The overall mortality rate in our study was less than 5 % which is within the range of 2.2 to 22 % reported by previous studies [2, 14]. Mortality of AL is attributed to multiple collaborative factors as bad general condition of most patients, associated comorbidities, nutritional and electrolyte disturbance, and septic shock. Our study observed higher mortality rates among male patients, patients above 60 years, patients with multiple associated comorbidities, and high output fistula, confirming the results of Tan and colleagues [30]. However, neither patients’ characteristics nor type of intestinal fistula had significant impact on incidence of mortality of AL.
Limitations of the Study
Certain issues about the present study should be recognized. Being a retrospective study, this report carries some risk of bias. In addition, we did not address some important factors for AL as operative time, steroid intake by the patients, degree of intraoperative septic contamination, and irradiation therapy because the relevant data for these factors were not complete in our records.

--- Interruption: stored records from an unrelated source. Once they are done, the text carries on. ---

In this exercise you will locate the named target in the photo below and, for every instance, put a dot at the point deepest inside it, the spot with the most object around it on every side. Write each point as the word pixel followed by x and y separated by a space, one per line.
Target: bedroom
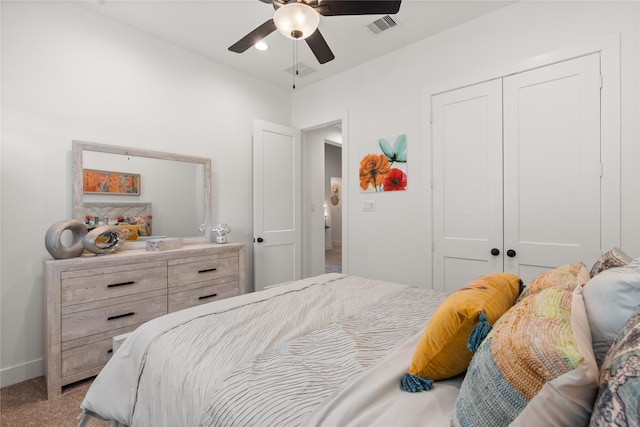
pixel 67 89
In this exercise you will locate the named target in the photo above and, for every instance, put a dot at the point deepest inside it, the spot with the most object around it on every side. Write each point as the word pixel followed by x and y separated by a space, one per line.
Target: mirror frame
pixel 77 200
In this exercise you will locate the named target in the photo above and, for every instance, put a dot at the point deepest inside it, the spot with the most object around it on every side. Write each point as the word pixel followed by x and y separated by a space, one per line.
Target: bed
pixel 333 350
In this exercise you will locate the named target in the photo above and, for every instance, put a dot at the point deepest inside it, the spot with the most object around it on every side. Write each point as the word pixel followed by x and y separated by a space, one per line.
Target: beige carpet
pixel 26 404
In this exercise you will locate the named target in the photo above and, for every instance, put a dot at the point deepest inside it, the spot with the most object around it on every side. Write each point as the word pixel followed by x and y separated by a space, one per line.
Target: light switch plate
pixel 368 205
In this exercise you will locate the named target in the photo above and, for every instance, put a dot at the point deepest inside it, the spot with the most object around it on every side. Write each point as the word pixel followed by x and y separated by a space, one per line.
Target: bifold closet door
pixel 467 184
pixel 516 174
pixel 552 166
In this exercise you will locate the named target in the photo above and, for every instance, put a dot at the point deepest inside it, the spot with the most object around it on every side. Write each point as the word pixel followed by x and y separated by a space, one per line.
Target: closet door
pixel 467 184
pixel 552 166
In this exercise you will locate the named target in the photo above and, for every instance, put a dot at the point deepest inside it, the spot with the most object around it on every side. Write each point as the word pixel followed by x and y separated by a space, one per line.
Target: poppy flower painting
pixel 383 165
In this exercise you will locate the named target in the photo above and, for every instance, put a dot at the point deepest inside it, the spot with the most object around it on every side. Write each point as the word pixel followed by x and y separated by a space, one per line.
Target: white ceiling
pixel 209 27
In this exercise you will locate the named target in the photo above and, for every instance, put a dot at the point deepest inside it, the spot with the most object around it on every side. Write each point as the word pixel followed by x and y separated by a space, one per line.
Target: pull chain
pixel 294 74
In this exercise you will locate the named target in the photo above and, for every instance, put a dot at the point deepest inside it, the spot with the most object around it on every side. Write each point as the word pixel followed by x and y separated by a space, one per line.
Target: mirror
pixel 175 189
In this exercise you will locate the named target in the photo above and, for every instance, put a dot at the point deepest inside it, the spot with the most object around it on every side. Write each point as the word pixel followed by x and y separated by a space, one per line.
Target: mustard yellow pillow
pixel 457 327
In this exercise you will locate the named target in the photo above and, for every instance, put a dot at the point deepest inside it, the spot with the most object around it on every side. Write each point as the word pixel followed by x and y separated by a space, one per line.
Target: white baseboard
pixel 19 373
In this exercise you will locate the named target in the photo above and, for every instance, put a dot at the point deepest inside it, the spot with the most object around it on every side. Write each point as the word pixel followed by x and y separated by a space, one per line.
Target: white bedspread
pixel 291 355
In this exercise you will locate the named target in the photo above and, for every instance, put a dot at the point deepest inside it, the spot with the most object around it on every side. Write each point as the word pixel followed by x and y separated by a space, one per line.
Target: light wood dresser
pixel 92 298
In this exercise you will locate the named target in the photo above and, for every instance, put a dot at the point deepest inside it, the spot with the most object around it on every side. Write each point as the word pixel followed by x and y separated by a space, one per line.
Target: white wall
pixel 391 95
pixel 68 74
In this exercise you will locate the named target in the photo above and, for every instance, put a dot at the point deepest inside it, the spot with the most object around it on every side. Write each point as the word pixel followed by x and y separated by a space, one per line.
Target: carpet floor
pixel 25 404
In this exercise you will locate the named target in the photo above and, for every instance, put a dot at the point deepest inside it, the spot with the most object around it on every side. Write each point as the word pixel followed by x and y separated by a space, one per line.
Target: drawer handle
pixel 120 315
pixel 113 285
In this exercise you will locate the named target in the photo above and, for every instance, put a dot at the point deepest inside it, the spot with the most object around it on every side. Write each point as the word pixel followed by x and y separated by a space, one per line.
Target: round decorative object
pixel 104 240
pixel 54 245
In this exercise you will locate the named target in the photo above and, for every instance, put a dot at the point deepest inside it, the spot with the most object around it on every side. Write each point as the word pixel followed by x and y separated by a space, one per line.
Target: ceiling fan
pixel 299 19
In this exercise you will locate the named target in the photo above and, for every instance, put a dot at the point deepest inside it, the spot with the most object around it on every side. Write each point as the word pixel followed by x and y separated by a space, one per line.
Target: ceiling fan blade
pixel 319 47
pixel 357 7
pixel 253 37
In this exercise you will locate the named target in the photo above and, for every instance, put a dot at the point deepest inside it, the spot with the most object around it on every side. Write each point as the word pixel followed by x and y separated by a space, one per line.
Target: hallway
pixel 333 259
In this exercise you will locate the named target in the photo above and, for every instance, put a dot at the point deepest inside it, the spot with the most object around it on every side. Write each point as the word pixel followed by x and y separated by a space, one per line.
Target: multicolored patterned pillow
pixel 445 347
pixel 614 257
pixel 618 401
pixel 536 365
pixel 565 277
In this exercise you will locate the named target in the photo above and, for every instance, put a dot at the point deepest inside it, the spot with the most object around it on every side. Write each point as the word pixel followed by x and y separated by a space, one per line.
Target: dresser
pixel 92 298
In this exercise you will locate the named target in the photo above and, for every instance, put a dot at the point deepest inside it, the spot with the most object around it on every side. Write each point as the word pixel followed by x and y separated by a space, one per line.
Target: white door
pixel 516 174
pixel 467 184
pixel 276 204
pixel 552 166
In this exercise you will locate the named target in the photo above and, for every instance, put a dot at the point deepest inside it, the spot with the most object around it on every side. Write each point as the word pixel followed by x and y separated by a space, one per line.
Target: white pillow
pixel 611 298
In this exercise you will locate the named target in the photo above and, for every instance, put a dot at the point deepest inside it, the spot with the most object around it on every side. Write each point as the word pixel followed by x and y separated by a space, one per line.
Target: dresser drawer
pixel 188 296
pixel 86 357
pixel 201 269
pixel 89 285
pixel 82 323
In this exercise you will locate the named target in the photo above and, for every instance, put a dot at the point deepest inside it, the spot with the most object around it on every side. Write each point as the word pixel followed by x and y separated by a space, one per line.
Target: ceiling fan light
pixel 261 45
pixel 296 20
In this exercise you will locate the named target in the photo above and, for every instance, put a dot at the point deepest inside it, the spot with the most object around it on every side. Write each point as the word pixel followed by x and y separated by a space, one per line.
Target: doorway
pixel 333 206
pixel 322 222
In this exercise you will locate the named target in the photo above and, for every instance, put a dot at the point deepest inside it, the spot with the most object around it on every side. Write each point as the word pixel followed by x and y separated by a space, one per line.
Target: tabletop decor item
pixel 104 240
pixel 221 231
pixel 53 236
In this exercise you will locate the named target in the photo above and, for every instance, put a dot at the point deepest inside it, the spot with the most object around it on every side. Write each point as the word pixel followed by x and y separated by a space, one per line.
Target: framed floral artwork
pixel 383 165
pixel 105 182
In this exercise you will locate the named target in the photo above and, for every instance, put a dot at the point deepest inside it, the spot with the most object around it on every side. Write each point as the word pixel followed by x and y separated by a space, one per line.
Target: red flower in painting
pixel 395 180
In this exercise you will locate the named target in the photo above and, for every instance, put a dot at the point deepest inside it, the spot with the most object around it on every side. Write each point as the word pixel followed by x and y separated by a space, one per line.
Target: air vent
pixel 382 24
pixel 303 70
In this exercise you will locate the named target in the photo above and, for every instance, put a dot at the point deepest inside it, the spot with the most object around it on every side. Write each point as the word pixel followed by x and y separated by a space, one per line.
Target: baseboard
pixel 19 373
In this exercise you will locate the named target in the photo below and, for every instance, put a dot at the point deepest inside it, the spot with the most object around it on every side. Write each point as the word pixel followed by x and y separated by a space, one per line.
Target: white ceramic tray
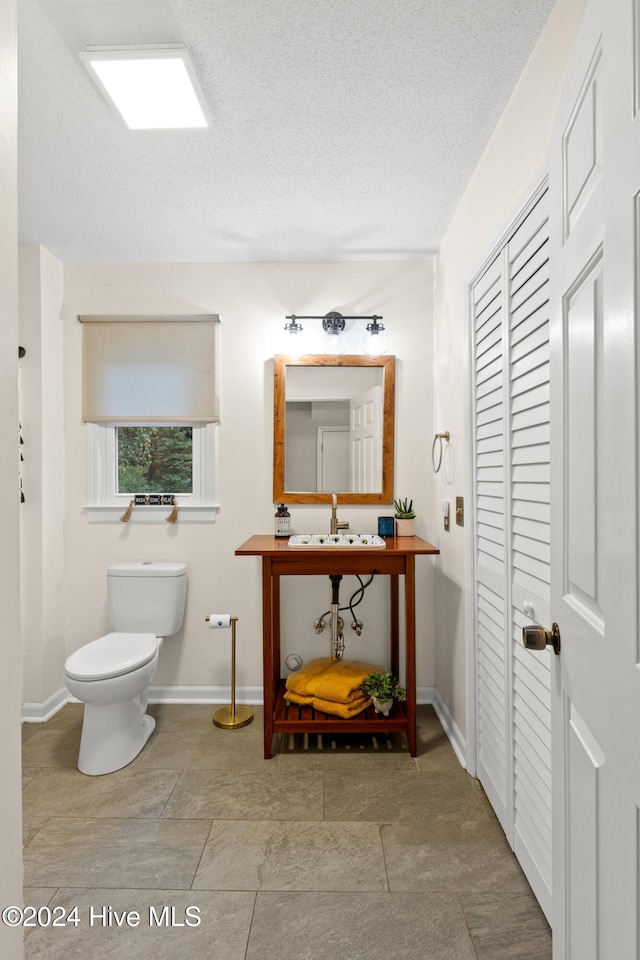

Finally, this report studied risk factors for AL after both small intestinal and colonic anastomoses, which can be confounding as each of them can be recognized as a separate entity. However, we tried to determine the common risk factors for AL in both groups and the risk factors specific for each group separately to be properly addressed.
Conclusion
The most significant independent factors associated with the onset of AL were male gender, chronic liver diseases, more than one associated comorbidity, anastomoses performed as emergency, colonic anastomoses, preoperative leukocytosis, and intraoperative blood transfusion. Chronic liver disease was the only common risk factor for both small intestinal and colonic AL.
Patients’ age, DM, technique of anastomosis, use of abdominal drain, and surgeon’s experience had no significant influence on the incidence of AL. Neither the age and gender of patients nor the type of intestinal fistula had significant impact on incidence of AL mortality.
Compliance with Ethical Standards
Ethical approval was obtained from the institutional review board of Mansoura Faculty of Medicine.
Conflict of Interest
The authors declare that they have no conflict of interest.